これらの方法は、神経芽細胞腫転移の最初のゼブラフィッシュモデルを開発するために使用された。そして、このモデルが神経芽細胞腫のリスクが高い患者に見られる転移の多くの特徴を忠実に再現できることを実証する。この転移性ゼブラフィッシュモデルの主な利点は、腫瘍播種をリアルタイムでin vivoでイメージングして、転移がいつ、そしておそらくどのように起こるかをよりよく理解できることです。
この技術は神経芽細胞腫に特有のものではありません。これは、腫瘍細胞が同定され、追跡され、一連の可能性につながる限り、多様なタイプの癌のゼブラフィッシュモデルに適用することができる。まず、MYCNとLMO1トランスジェニック系統を交配させることによって、MYCNとLMO1の両方を過剰発現するヘテロ接合型トランスジェニック魚系統を開発する。
受精後のある日、実体蛍光顕微鏡を使用して、EGFP発現のためのアウトクロスの子孫を分類し、EGFP陽性点として提示する。選別後、スクリーニングした胚を別々のペトリ皿に単離し、皿をMYCN陽性またはMYCN陰性としてラベル付けする。受精後3~4日でLMO1発現について両群の胚を可視化・選別する。
上頸部神経節と非PSNSドーパミン作動性神経細胞の両方、特に後脳の延髄質に赤い蛍光斑点を探してください。胚が受精後5日に達する前にスクリーニングを行う。次に、選別した魚を異なる遺伝子型の4つのグループに分離し、MYCNのみ、LMO1のみ、MYCNおよびLMO1の両方および野生型としてラベル付けする。
標準プロトコルに従って同じ条件でそれらを育てます。両側の金属ヘラで魚を優しくひっくり返して実体蛍光顕微鏡で腫瘍を可視化し、腫瘍を表示します。可能性のある腫瘍性魚を同定した後、生年月日、腫瘍がスクリーニングされた日付、および遺伝子型を含む適切なラベルでそれらを別のタンクに単離する。
受精後6週間で、前のステップを繰り返して、担がん魚と非担がん魚をスクリーニングし、以前にスクリーニングした魚の腫瘍の存在を確認するか、または新しい可能性のある担がん魚を同定する。蛍光陽性塊の持続または増加したサイズを探し、腫瘍を有する魚を確認した。担がん魚を同定した後、腫瘍細胞遊走の証拠について隔週でそれらを監視しますが、これは腫瘍発生の原発部位から遠く離れた小さなEGFPまたはmCherry陽性腫瘍塊として提示されます。

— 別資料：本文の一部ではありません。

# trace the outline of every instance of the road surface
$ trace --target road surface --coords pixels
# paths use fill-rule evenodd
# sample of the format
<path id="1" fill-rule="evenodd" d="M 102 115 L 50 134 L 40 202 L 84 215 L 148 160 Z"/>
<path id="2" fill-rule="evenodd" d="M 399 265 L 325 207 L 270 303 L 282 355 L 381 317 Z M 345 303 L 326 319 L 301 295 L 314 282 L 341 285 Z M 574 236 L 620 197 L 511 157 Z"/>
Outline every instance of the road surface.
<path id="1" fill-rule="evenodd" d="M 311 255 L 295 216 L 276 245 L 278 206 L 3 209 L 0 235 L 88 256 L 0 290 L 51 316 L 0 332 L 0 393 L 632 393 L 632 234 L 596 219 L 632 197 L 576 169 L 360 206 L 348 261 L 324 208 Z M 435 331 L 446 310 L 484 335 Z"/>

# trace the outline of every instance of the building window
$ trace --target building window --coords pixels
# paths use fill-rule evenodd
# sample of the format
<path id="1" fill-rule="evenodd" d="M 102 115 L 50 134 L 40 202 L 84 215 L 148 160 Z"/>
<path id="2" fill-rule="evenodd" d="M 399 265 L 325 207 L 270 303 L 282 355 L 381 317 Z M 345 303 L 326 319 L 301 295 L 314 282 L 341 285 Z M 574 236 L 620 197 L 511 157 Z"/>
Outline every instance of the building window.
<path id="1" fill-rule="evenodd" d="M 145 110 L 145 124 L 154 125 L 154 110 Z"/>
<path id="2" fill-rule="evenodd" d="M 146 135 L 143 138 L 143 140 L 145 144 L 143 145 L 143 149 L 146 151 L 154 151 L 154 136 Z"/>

必要に応じてこれらの魚を別々のタンクに隔離し、転移の可能性を示すために適切にラベルを付けます。LMO1魚類におけるヘテロ接合型MYCNを解釈した後、それらの子孫を選別しながら、受精後1日で非PSNSドーパミン作動性神経細胞においてEGFP MYCN発現が顕著であった。対照的に、LMO1発現は、PSNS細胞および非PSNSドーパミン作動性ニューロン細胞の両方で顕著であった。

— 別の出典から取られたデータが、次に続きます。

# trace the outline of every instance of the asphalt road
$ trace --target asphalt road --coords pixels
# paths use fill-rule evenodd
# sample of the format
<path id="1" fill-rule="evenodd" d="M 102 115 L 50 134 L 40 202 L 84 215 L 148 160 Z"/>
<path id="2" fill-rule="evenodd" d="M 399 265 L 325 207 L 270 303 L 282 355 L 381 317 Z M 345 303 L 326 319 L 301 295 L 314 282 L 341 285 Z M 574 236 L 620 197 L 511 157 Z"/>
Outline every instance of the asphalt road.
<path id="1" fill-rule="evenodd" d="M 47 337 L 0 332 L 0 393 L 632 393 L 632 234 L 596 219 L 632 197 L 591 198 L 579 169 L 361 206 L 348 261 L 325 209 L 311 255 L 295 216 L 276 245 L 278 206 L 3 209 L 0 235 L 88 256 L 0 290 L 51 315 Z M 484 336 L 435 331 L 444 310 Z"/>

蛍光陽性腫瘍塊は、MYCNおよびLMO1の両方の過剰発現を有する化合物トランスジェニック魚の原発腫瘍部位から離れた器官の組織において検出されたが、MYCN単独の発現を有するトランスジェニック魚では検出されなかった。手術切片のH&E染色は、原発性腫瘍が神経芽細胞腫患者における原発疾患の最も一般的な部位であるヒト副腎と同等のゼブラフィッシュである腎間領域から生じたことを示している。腎間腺から離れた腫瘍塊は、腎臓の遠位部、眼窩、えら、脾臓、および心臓の心房室の内壁を含む複数の領域で検出された。

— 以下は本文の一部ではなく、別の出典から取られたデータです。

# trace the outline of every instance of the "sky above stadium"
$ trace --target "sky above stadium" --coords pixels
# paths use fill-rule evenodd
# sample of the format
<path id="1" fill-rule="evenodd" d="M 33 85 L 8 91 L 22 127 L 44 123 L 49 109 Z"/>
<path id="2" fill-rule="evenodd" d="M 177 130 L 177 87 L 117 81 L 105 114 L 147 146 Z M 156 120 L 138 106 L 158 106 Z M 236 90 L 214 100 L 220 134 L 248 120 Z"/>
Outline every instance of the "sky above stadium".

原発巣および全ての転移部位における腫瘍細胞のPSNS神経芽細胞系統が確認された。有意に増幅された量およびPSR染色コラーゲン線維の厚さの増加は、MYCNのみを発現する腫瘍と比較した場合、MYCN LMO1腫瘍において見出された。この手順を使用した後、薬物スクリーニングおよび新規がん治療法の試験を適用することができ、転移性がんを予防および治療するための代替薬剤の開発につながる可能性があります。